Christi Scarborough discusses the recent Supreme Court case of Poshteh v. RBKC, addressing the overlap between the Part VII procedure and Article 6 ECHR as well as the discretion given to reviewing officers.
On 10 May 2017, the Supreme Court gave its decision in Poshteh v Royal Borough of Kensington and Chelsea  UKSC 36. Lord Carnwath gave the unanimous decision of the court.
Ms Poshteh had appealed under s.204 Housing Act 1996 against Kensington and Chelsea’s decision that it had discharged its homelessness duty to her under Part VII of that Act. Having arrived in the UK as a refugee following a period of imprisonment and torture in Iran, Ms Poshteh suffered from PTSD. On viewing a flat offered by the authority she had experienced a panic attack because a round window in the flat had reminded her of her time in incarceration. The window was similar to the windows that had been present in the prison where she was held. She refused the accommodation. The authority decided that they had discharged the duty they owed her, a decision that was upheld on review.
The Court of Appeal ruled by a two-to-one majority that the reviewing officer had correctly applied the test in Holmes-Moorhouse v Richmond-upon-Thames LBC  UKHL 7. A reviewing officer was not a qualified lawyer and it was unhelpful to adopt an overly forensic approach to a reasoned decision that took the relevant factors into consideration. The court would be slow to interfere with the decision maker’s weighting of those factors.
It was suggested that the ECtHR decision in Ali v United Kingdom (2016) 63 EHRR 20 meant that the decision of the Supreme Court in Ali v Birmingham City Council  2 AC 39 was no longer good law, and that an entitlement to homelessness assistance was now a civil right giving rise to a requirement of procedural fairness under Article 6 ECHR.
Ali v Birmingham CC had decided that homelessness decisions did not give rise to an individual right on the basis that the local authority also had a wide discretion as to how it complied with its duty. This distinguished a right to accommodation from a welfare benefit, which gave rise to a specific well-defined entitlement. The ECtHR had rejected this analysis in Ali v UK.
The Supreme Court is required to “take account of” judgments of the ECtHR. The decision in Ali v UK was made by the lower chamber, which appeared to have gone beyond the scope of previous cases. Lord Carnwath criticised the lower chamber for relying upon non-binding remarks of Hale LJ (as she then was) in Adan v Newham London Borough Council  1 WLR 2120 that a housing right was more akin to a welfare benefit than a claim for discretionary or other social services. The comment was taken out of context, and was contradicted by her position in Ali v. Birmingham CC itself.
The EctHR had failed to give sufficient attention to the settled position of the UK courts. Those courts had ruled on public policy grounds that judicial interference with discretionary decisions of public bodies unduly fettered resource allocation decisions. The Supreme Court therefore preferred to wait for a considered position of the Grand Chamber that dealt fully with the reasoning of the domestic courts in Ali.

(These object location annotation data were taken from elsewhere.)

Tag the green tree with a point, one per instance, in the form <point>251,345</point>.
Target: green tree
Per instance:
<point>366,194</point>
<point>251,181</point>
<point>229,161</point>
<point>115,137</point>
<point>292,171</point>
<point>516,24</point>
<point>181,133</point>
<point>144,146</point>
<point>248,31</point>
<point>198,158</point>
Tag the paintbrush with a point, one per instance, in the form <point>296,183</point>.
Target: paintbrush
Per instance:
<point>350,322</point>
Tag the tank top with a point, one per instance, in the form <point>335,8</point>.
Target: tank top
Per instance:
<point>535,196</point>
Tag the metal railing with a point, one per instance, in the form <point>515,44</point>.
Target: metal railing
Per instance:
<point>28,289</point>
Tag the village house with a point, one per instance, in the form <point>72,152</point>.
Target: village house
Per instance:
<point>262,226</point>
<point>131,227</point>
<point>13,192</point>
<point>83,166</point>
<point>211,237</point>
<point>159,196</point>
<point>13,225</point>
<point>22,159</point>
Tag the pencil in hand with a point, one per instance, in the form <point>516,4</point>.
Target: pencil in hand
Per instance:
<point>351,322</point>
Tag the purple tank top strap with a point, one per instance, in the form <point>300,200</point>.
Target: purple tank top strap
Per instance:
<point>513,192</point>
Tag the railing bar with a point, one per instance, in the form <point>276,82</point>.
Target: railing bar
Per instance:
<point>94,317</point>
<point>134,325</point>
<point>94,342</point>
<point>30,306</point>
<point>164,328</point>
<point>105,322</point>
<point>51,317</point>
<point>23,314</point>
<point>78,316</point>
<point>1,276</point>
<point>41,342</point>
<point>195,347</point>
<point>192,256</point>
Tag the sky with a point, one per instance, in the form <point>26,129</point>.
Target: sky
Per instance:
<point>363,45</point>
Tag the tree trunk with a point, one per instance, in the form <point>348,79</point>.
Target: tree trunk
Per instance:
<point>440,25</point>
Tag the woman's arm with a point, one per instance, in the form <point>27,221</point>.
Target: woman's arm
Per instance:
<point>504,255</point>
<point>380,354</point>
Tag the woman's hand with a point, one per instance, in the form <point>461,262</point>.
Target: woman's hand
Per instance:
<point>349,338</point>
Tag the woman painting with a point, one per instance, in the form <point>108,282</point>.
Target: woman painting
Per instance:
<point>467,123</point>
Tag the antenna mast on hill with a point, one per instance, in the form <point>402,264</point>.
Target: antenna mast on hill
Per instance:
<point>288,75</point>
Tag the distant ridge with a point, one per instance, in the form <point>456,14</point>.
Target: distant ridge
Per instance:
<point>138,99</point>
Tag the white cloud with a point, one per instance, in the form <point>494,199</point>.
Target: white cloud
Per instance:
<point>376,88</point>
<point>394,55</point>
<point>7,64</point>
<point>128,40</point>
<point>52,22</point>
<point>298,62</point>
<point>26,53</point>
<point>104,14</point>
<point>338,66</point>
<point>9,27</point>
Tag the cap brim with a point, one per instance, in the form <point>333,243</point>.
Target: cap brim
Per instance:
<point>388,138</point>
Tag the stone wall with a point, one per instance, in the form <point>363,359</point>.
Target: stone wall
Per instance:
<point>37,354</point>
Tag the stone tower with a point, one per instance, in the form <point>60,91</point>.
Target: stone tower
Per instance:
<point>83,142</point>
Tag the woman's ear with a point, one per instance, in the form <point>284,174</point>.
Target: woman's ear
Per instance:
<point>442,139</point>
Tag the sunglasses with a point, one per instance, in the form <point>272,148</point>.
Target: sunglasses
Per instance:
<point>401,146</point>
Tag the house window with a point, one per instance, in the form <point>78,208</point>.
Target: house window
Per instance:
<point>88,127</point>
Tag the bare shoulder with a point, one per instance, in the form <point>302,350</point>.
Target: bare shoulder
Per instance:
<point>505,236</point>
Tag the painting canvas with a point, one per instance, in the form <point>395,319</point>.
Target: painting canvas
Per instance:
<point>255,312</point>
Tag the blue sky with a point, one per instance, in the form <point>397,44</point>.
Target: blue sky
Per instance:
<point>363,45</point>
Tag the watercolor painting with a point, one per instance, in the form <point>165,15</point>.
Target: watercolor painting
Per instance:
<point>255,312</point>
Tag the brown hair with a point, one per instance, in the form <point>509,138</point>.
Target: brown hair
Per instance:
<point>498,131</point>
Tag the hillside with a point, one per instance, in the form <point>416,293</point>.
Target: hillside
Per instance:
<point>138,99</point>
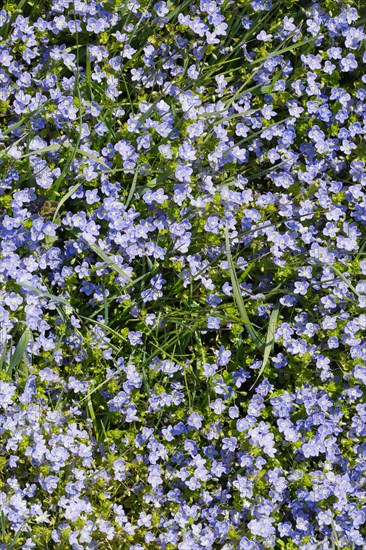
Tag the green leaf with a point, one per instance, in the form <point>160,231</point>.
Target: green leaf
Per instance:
<point>73,189</point>
<point>268,348</point>
<point>106,258</point>
<point>239,298</point>
<point>21,346</point>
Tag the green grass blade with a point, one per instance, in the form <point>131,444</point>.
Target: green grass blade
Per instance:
<point>21,346</point>
<point>345,280</point>
<point>239,298</point>
<point>73,189</point>
<point>106,258</point>
<point>269,340</point>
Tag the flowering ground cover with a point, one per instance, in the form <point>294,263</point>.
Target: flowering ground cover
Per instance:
<point>182,274</point>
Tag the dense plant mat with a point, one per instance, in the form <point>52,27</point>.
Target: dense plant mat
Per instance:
<point>182,275</point>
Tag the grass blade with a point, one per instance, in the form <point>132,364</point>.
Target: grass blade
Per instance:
<point>269,340</point>
<point>239,298</point>
<point>106,258</point>
<point>21,346</point>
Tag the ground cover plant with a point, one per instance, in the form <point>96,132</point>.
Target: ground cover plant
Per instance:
<point>182,274</point>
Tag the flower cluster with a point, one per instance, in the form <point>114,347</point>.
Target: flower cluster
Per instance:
<point>182,282</point>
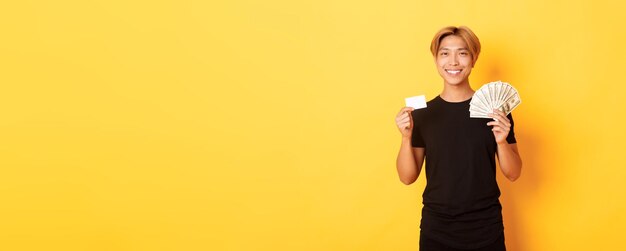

The second ground of appeal was based upon the suggestion that the reviewing officer should not have taken into account the determination that Ms Poshteh’s fear was not objectively reasonable. This argument relied upon the decision in El-Dinnaoui v Westminster City Council  EWCA Civ 231, where Westminster were considered to have acted perversely in regarding the claimant as having unreasonably refused an offer of accommodation in a 16th floor flat. In that case the applicant, who had a severe phobia of heights, had suffered a panic attack on viewing so severe that an ambulance attended.
The court considered that this ground of appeal was precisely the sort of overly forensic analysis of the reviewing officer’s decision that had been deprecated in Holmes-Moorhouse. While it was clear that the public sector equality duty under s149 Equality Act 2010 required the local authority to take relevant protected characteristics such as disability into account, the facts of this case suggested that the reviewing officer had carefully considered his decision with full awareness of the importance of that duty.
Ms Poshteh had not raised her panic attack with the authority at the time of her viewing, nor had she mentioned it to her doctor when asking for medical evidence in her appeal, and in the circumstances it was reasonable that the reviewing officer had given little weight to it. The reviewing officer had properly put the fact that the accommodation was not very similar to the prison to Ms Poshteh at her interview, and she had given no convincing answer. It might have been unreasonable to place her in a property with small dark windows not at a normal height given the concerns reported by her therapist, but the property was objectively not like this. Taken as a whole, the decision weighed all of the relevant facts.
The duty of a reviewing officer is to be thorough, and to weigh all the relevant factors (including disability) in coming to a decision. If this is done the court will be slow to interfere with the balancing exercise, and will not expect full forensic rigour from the reviewing officer.
DISCLAIMER: this note is a discussion of the law. It is not legal advice, should not be treated as such and should not be relied upon.